As Marie says, a dragon's flying and breathing fire are functions of a dungeon's unique laws; even a Named monster, once out of the dungeon, cannot defy the laws of physics.

"But if we don't strike back at all, they'll be able to get over the wall with so much as a ladder, never mind makeshift siege towers. The knight order is only twenty strong, we can't summon guards, and we'll have to recruit a defense force from the settlers."

"Rāja, setting aside the matchlock guns that don't exist, can the settlers use bows and arrows and the like?"

"Waving banners and standards to make it look as if there's a large defending force, and throwing stones when scouts come, should be enough. And we could adjust the aim of the rockets under Mint's direction."

"Rockets have low accuracy too. How to use them, when to use them, that's the crux. If we had tens of thousands we could fire them all at once like Stalin's Organ, but with our current numbers it'd come out like the American national anthem, 'the foe's host still stands.'"

[The Fields Before the Dungeon]

"And so, Secretary-General-sama wishes to ask for my cooperation?"

Marie requests the cooperation of Okada Tarōzaemon, the settlers' representative.

"Yes."

"But I am no warrior, so I cannot do a spearman's work."

"True, the separation of soldier and farmer may be the way of the world, but since the enemy has requisitioned a baggage train and even scraped together adventurers, we've no choice but to ask for corvée labor. War cannot be waged by warriors alone. There are many things I'd ask of all of you as well."
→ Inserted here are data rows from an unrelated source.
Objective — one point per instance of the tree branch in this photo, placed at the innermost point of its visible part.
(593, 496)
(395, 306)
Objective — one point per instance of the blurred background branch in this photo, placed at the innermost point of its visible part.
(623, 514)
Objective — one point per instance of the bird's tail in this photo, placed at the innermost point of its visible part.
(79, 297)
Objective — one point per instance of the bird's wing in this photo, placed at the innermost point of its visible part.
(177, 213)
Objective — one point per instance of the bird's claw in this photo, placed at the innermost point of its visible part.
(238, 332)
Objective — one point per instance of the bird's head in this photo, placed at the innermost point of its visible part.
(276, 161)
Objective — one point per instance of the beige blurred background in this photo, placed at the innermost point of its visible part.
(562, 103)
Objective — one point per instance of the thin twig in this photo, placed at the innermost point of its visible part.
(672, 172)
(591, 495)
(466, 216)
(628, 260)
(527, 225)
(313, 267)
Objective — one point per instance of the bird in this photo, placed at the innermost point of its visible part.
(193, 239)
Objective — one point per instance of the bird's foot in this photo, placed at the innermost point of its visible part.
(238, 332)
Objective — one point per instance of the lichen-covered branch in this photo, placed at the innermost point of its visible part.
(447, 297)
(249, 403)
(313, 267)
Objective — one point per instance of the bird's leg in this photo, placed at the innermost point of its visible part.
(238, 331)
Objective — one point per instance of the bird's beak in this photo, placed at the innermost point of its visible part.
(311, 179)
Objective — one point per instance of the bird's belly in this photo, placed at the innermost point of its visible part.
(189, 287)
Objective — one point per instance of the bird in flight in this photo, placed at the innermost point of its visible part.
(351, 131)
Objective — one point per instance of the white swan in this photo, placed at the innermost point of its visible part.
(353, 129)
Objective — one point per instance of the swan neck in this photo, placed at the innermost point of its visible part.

For reference: in this world, those who are not warriors consist of "peasants" living in villages and "townsfolk" living in cities, but the distinction is not as strict as China's urban and rural household registers. A merchant who lives in a village is a "peasant"; live in a town, and he becomes a "townsman."

"I have no objection myself, and with their own fields finally within reach, few are likely to refuse. Only, if there is such a one, I would ask that you permit him to depart quietly."

"If they won't fight, they're welcome to simply stay inside the dungeon. They can join the victory celebration, they just won't receive a reward… And if even so they choose to flee, we can't provide an escort as far as Iruma, but if that's acceptable to them, so be it. Also, fleeing to the east is forbidden."